In this section, we adapt the methods of Universal Specification and Universal Generalization to a new powerful proof technique we can use for sets.
Here, we show off the basic structure of the argument that underlies an element argument.
Let’s suppose p(x) and q(x) are open statements defined on some set A (here the set A is acting like our universe set 𝒰.)
Step | Proposition | Reason |
---|---|---|
(1) | ∀x ∈ A [p(x)] | Premise |
(2) | c ∈ A | c is an arbitrarily chosen element from A |
(3) | p(c) | Universal Specification on (1) and (2) |
(4) | p(c) → q(c) | Axiom, Definition, Premise, or Theorem |
(5) | q(c) | Modus Ponens on (3) and (4) |
(6) | ∴ ∀x ∈ A [q(x)] | Universal Generalization on (2) and (5) |
Even though all element arguments follow this basic structure, pay close attention to step (4). Notice that the reason given was either an axiom, definition, premise, or theorem.
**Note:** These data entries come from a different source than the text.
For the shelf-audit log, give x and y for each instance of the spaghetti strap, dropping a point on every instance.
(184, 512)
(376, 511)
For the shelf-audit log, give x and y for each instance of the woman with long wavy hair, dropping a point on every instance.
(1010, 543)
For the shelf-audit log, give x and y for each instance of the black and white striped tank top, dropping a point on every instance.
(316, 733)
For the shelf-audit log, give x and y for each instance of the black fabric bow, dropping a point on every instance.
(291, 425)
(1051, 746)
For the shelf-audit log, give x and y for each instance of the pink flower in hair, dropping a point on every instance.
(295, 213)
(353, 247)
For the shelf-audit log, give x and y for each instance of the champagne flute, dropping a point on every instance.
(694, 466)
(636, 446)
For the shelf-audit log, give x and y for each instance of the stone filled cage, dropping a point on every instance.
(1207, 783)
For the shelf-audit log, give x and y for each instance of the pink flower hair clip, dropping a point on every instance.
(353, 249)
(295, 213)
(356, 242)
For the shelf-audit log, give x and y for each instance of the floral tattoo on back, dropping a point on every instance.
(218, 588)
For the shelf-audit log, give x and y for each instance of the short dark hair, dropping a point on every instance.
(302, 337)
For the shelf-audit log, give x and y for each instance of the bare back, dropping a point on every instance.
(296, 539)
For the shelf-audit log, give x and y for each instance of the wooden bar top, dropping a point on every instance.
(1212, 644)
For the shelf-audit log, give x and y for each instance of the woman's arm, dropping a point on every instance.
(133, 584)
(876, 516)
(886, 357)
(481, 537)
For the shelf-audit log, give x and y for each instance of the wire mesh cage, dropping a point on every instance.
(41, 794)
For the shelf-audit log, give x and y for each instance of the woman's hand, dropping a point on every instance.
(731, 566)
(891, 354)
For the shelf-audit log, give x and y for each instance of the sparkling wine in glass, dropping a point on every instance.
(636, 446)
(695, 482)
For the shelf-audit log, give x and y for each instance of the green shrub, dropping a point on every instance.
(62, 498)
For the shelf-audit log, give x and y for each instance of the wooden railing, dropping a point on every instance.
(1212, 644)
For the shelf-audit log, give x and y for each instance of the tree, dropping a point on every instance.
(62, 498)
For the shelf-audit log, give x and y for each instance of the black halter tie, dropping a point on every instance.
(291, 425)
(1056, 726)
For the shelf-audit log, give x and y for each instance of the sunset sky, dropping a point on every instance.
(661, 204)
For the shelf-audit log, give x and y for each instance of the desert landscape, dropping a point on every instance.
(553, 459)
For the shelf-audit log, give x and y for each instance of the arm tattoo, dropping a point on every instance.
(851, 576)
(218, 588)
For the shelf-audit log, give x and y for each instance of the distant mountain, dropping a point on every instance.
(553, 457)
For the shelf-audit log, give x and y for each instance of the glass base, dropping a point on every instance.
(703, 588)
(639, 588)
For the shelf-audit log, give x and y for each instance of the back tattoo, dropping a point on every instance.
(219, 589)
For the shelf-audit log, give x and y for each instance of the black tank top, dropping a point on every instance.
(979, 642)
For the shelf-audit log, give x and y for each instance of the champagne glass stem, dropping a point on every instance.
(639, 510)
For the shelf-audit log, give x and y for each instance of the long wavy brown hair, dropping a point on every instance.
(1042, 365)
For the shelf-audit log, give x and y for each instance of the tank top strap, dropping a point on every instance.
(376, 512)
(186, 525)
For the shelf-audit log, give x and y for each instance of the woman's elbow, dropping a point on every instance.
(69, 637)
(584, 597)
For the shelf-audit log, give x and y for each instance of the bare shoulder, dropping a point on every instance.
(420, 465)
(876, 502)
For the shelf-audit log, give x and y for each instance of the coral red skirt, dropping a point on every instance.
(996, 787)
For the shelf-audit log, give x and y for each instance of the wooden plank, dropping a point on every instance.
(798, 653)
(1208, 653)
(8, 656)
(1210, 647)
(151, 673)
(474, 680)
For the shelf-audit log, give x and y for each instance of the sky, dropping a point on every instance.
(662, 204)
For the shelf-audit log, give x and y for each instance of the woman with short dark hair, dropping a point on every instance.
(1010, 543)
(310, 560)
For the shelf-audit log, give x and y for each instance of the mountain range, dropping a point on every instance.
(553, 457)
This is the part of the argument that changes with each and every single property we’re trying to show is true for every element of some given set A. Depending on what we’re trying to show, we’ll need to bring in multiple axioms, definitions, premises, or theorems in order to reach the desired conclusion.
Typically, step (4) will be expanded into multiple steps, depending on how many axioms, definitions, and theorems are needed to get from proposition p(c) to q(c).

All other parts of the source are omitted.